Dignité (GP)

Comment citer ?

Baertschi, Bernard (2017), «Dignité (GP)», dans Maxime Kristanek (dir.), l'Encyclopédie philosophique, consulté le ..., https://encyclo-philo.fr/dignite-gp

Publié en septembre 2017

 

1. La Déclaration de 1948

L’article premier de la Déclaration universelle des Droits de l’Homme, adoptée en 1948 peu après la guerre, affirme : « Tous les hommes naissent libres et égaux en dignité et en droits ». Cela rappelle fortement la Déclaration des Droits de l’Homme et du citoyen de 1789, avec justement cette différence que cette dernière ne comportait pas de référence à la dignité, puisqu’elle disait : « Les hommes naissent et demeurent libres et égaux en droits ». Depuis 1948, la dignité est régulièrement invoquée par les textes à portée juridique, au niveau national et international. En Allemagne, l’article 1 de la constitution stipule que « la dignité de l’être humain est intangible.
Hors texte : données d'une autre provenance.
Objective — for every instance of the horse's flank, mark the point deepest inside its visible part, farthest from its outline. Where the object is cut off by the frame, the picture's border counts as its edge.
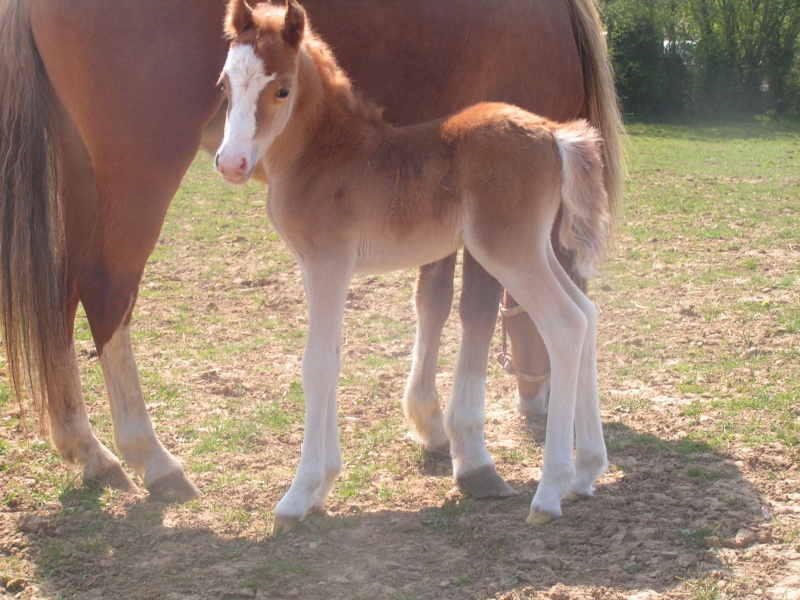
(340, 152)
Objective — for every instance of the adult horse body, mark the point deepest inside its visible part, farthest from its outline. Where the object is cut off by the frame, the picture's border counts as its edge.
(103, 107)
(350, 193)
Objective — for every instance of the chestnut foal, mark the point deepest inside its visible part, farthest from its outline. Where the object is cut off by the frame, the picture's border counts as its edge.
(350, 193)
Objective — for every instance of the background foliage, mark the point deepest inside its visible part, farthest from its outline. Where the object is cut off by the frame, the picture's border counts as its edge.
(705, 57)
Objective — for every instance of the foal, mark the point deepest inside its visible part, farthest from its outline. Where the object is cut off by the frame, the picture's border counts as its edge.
(350, 193)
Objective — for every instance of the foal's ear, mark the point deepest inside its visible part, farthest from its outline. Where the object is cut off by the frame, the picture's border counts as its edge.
(239, 17)
(295, 23)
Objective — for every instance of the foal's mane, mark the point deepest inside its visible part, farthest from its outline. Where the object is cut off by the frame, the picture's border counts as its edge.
(337, 83)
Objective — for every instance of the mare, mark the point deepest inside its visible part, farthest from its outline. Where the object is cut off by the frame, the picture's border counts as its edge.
(103, 106)
(350, 193)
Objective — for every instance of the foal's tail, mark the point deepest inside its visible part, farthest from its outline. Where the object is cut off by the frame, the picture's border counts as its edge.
(586, 212)
(31, 226)
(601, 107)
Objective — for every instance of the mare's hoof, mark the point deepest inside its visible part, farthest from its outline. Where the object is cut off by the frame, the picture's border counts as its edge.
(576, 496)
(173, 487)
(538, 517)
(283, 525)
(484, 482)
(438, 450)
(114, 476)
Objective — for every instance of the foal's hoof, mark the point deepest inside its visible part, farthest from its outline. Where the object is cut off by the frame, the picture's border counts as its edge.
(484, 482)
(173, 487)
(437, 450)
(538, 517)
(114, 476)
(533, 408)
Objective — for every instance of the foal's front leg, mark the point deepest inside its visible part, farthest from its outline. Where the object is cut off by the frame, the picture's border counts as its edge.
(326, 282)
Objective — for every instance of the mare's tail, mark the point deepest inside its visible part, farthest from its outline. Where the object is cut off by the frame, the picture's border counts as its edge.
(586, 211)
(602, 107)
(31, 226)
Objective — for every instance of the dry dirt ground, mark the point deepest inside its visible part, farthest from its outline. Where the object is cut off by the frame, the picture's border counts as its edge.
(222, 321)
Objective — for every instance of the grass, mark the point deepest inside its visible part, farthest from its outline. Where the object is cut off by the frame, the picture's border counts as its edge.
(699, 308)
(710, 223)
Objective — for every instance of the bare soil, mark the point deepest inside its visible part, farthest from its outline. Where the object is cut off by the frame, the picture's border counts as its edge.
(673, 518)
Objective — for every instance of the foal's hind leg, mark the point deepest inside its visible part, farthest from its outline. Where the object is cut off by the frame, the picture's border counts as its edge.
(434, 296)
(591, 460)
(473, 467)
(527, 347)
(562, 323)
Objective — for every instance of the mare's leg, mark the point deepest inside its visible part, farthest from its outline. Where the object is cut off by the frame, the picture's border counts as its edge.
(591, 460)
(70, 430)
(129, 220)
(72, 435)
(326, 281)
(473, 467)
(434, 296)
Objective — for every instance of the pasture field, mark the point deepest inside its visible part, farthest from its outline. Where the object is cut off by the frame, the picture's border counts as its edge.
(699, 359)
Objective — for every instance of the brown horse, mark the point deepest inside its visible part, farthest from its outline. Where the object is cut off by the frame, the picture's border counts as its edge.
(103, 107)
(350, 193)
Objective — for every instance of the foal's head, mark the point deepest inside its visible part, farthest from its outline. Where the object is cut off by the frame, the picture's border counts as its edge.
(259, 77)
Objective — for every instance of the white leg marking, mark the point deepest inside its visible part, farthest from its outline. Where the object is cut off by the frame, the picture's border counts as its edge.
(464, 419)
(562, 325)
(536, 405)
(326, 281)
(421, 400)
(74, 439)
(591, 458)
(134, 436)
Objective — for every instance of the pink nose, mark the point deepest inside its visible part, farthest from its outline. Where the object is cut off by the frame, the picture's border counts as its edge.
(232, 167)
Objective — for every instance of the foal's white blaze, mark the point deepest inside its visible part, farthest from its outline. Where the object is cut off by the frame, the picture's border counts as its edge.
(247, 79)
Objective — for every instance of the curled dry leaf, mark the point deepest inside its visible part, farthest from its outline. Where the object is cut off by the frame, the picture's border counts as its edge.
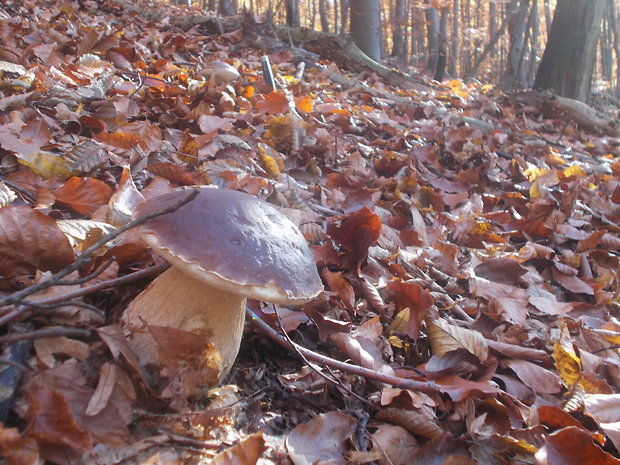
(321, 440)
(414, 422)
(247, 452)
(84, 195)
(573, 446)
(446, 337)
(31, 241)
(395, 443)
(362, 351)
(18, 449)
(539, 379)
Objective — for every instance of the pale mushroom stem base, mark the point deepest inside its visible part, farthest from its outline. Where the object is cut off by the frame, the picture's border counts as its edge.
(179, 301)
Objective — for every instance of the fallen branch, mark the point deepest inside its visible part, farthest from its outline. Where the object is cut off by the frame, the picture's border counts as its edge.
(85, 256)
(423, 386)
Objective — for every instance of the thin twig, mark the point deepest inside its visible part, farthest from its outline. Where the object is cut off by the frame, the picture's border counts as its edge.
(14, 364)
(58, 331)
(25, 305)
(423, 386)
(85, 279)
(332, 379)
(85, 256)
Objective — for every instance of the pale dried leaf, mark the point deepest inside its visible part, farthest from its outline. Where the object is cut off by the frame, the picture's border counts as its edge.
(446, 338)
(100, 398)
(247, 452)
(6, 195)
(321, 440)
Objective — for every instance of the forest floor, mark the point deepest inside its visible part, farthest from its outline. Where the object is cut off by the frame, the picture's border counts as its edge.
(468, 244)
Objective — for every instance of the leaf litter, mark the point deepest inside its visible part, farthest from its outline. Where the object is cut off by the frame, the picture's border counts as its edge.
(464, 240)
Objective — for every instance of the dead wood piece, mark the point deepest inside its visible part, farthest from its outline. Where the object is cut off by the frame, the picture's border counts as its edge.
(422, 386)
(583, 115)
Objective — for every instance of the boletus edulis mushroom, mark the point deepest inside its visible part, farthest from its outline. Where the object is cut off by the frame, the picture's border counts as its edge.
(224, 246)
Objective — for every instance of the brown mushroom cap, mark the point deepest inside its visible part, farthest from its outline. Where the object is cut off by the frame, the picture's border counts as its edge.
(235, 242)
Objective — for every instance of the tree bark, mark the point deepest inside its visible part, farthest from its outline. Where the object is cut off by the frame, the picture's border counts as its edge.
(454, 46)
(292, 13)
(513, 75)
(323, 15)
(366, 27)
(432, 38)
(442, 49)
(398, 21)
(568, 61)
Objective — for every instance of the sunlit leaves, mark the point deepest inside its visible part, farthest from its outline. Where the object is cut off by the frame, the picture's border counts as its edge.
(83, 195)
(321, 439)
(29, 241)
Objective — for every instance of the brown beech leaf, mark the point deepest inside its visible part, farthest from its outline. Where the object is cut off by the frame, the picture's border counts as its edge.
(18, 449)
(539, 379)
(413, 297)
(556, 418)
(414, 422)
(26, 139)
(209, 123)
(395, 443)
(6, 195)
(446, 337)
(275, 102)
(355, 234)
(87, 156)
(501, 270)
(572, 283)
(84, 195)
(247, 452)
(442, 450)
(321, 440)
(362, 351)
(51, 421)
(171, 172)
(338, 284)
(574, 446)
(124, 200)
(459, 389)
(29, 240)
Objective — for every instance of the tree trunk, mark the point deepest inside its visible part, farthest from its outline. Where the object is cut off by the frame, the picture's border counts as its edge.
(398, 20)
(513, 76)
(323, 15)
(432, 37)
(568, 61)
(292, 13)
(454, 46)
(366, 27)
(344, 16)
(442, 49)
(547, 9)
(226, 8)
(615, 29)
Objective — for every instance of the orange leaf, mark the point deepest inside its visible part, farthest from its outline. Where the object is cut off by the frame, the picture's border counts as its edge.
(29, 240)
(84, 195)
(304, 103)
(52, 422)
(275, 102)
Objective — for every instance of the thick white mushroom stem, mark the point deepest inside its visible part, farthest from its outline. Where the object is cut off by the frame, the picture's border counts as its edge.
(177, 300)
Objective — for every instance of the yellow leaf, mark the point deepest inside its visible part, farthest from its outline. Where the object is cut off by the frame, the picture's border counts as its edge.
(534, 190)
(575, 170)
(533, 173)
(304, 104)
(567, 363)
(400, 323)
(47, 165)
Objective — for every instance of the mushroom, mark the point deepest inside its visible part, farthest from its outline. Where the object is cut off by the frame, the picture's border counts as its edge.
(224, 246)
(219, 72)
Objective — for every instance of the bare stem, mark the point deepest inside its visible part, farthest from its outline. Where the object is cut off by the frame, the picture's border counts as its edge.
(423, 386)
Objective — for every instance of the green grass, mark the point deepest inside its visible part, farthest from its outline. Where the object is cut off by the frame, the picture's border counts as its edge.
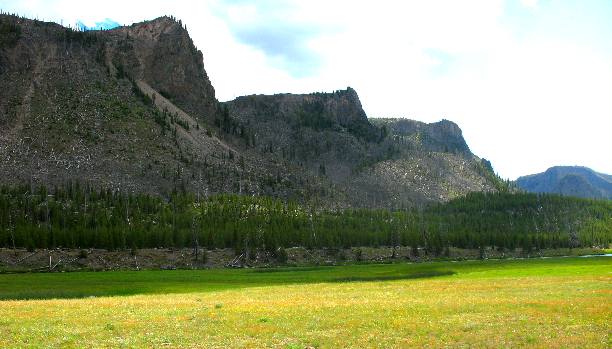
(556, 302)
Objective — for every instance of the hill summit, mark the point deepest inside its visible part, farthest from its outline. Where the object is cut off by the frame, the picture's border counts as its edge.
(133, 109)
(569, 180)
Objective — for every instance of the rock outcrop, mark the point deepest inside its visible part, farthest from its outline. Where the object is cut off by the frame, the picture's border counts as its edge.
(132, 108)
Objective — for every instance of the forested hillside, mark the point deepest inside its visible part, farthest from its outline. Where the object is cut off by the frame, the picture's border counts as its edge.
(81, 217)
(133, 109)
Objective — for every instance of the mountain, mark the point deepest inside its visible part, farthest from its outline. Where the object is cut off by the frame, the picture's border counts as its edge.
(569, 180)
(133, 109)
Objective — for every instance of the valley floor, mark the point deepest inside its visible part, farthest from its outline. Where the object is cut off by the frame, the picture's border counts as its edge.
(556, 302)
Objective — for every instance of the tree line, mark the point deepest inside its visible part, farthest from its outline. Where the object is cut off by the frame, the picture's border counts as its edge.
(78, 216)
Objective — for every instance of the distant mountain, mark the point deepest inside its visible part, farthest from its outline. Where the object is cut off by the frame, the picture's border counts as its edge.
(569, 180)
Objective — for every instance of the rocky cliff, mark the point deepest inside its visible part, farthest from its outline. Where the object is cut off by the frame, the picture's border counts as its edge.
(132, 108)
(569, 180)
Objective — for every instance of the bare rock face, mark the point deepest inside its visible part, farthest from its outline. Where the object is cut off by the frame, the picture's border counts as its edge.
(441, 136)
(161, 53)
(132, 108)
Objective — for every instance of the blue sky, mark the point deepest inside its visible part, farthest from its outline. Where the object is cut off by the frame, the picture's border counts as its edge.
(528, 81)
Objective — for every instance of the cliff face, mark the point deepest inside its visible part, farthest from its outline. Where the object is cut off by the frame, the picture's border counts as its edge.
(132, 108)
(569, 180)
(161, 53)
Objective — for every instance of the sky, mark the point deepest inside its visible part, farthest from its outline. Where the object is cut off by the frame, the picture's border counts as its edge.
(528, 81)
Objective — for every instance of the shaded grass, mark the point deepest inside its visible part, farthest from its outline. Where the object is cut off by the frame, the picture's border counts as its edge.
(122, 283)
(562, 302)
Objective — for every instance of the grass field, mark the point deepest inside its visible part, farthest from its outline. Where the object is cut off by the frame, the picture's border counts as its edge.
(557, 302)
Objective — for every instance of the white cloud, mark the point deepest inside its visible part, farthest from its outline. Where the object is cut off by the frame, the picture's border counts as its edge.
(526, 93)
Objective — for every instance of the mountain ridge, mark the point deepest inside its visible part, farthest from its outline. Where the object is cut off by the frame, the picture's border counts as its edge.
(569, 180)
(132, 108)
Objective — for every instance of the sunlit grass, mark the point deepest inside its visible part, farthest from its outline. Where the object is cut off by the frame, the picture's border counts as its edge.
(564, 302)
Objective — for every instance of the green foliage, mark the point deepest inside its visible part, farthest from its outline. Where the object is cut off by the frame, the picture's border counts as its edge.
(80, 217)
(10, 32)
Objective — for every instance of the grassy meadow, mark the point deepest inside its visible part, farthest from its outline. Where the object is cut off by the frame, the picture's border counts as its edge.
(555, 302)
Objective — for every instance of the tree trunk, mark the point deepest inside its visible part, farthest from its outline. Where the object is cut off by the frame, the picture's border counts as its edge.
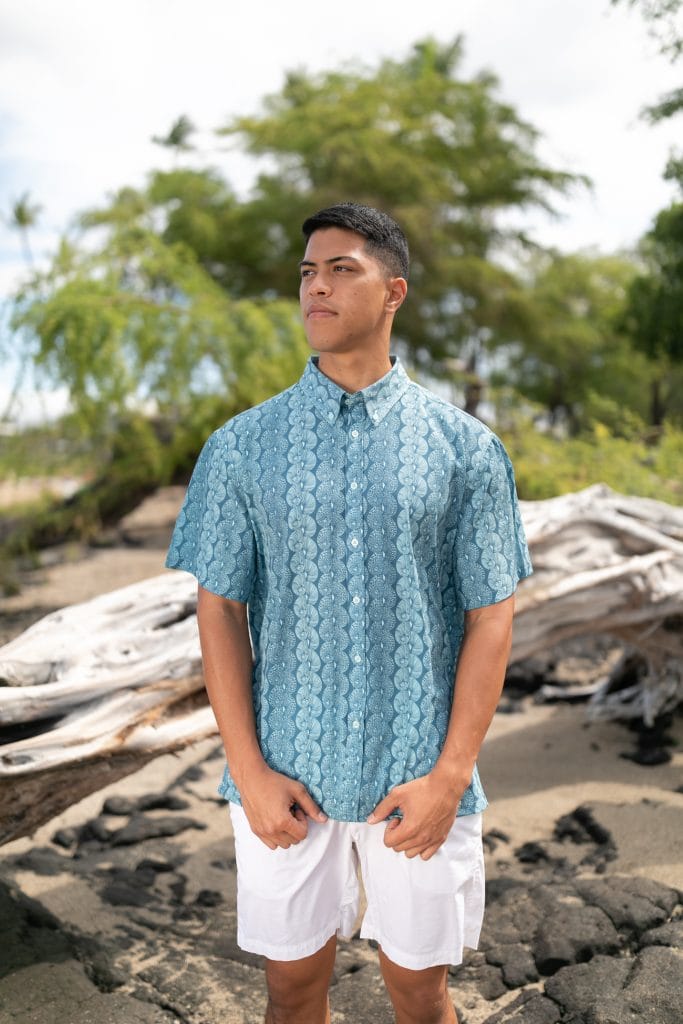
(110, 683)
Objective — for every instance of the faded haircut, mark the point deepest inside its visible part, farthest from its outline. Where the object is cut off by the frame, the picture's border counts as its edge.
(384, 239)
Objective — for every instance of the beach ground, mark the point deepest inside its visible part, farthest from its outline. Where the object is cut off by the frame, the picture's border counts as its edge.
(122, 909)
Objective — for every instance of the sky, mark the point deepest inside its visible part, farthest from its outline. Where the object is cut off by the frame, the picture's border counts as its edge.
(85, 85)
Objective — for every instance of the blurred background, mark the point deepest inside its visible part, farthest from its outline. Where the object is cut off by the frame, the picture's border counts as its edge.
(157, 162)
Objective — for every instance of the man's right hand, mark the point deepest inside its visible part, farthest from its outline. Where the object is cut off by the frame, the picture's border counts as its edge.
(268, 802)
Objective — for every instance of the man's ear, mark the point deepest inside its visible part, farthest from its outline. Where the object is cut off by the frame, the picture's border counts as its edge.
(397, 288)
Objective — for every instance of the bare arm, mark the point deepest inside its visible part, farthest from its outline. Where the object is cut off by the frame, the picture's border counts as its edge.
(267, 797)
(429, 804)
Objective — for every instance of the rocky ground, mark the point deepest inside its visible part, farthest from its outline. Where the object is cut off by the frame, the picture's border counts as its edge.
(122, 909)
(131, 919)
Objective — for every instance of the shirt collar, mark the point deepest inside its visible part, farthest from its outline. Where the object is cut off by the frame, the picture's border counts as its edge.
(324, 395)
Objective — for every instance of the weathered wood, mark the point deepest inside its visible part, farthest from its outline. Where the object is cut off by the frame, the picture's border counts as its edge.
(116, 680)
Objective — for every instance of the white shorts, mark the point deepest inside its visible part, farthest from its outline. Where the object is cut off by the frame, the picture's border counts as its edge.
(422, 912)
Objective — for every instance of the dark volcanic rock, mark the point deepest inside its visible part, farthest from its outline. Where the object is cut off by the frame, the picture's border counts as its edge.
(162, 802)
(611, 990)
(667, 935)
(140, 827)
(67, 838)
(119, 805)
(42, 860)
(632, 904)
(30, 933)
(580, 826)
(96, 828)
(528, 1008)
(516, 964)
(512, 914)
(488, 980)
(531, 853)
(127, 888)
(572, 935)
(579, 988)
(361, 996)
Tous les pouvoirs publics ont l’obligation de la respecter et de la protéger. » Quant à la France, si elle ne mentionne pas la dignité dans sa Constitution, la notion apparaît dans de très nombreuses lois. La dignité jouit en outre généralement d’un statut en quelque sorte absolu : elle est déclarée « intangible » par le texte allemand, ce qui signifie qu’elle ne peut être mise en balance avec d’autres valeurs ou d’autres principes. Son respect est inconditionnel, quelles que soient les circonstances.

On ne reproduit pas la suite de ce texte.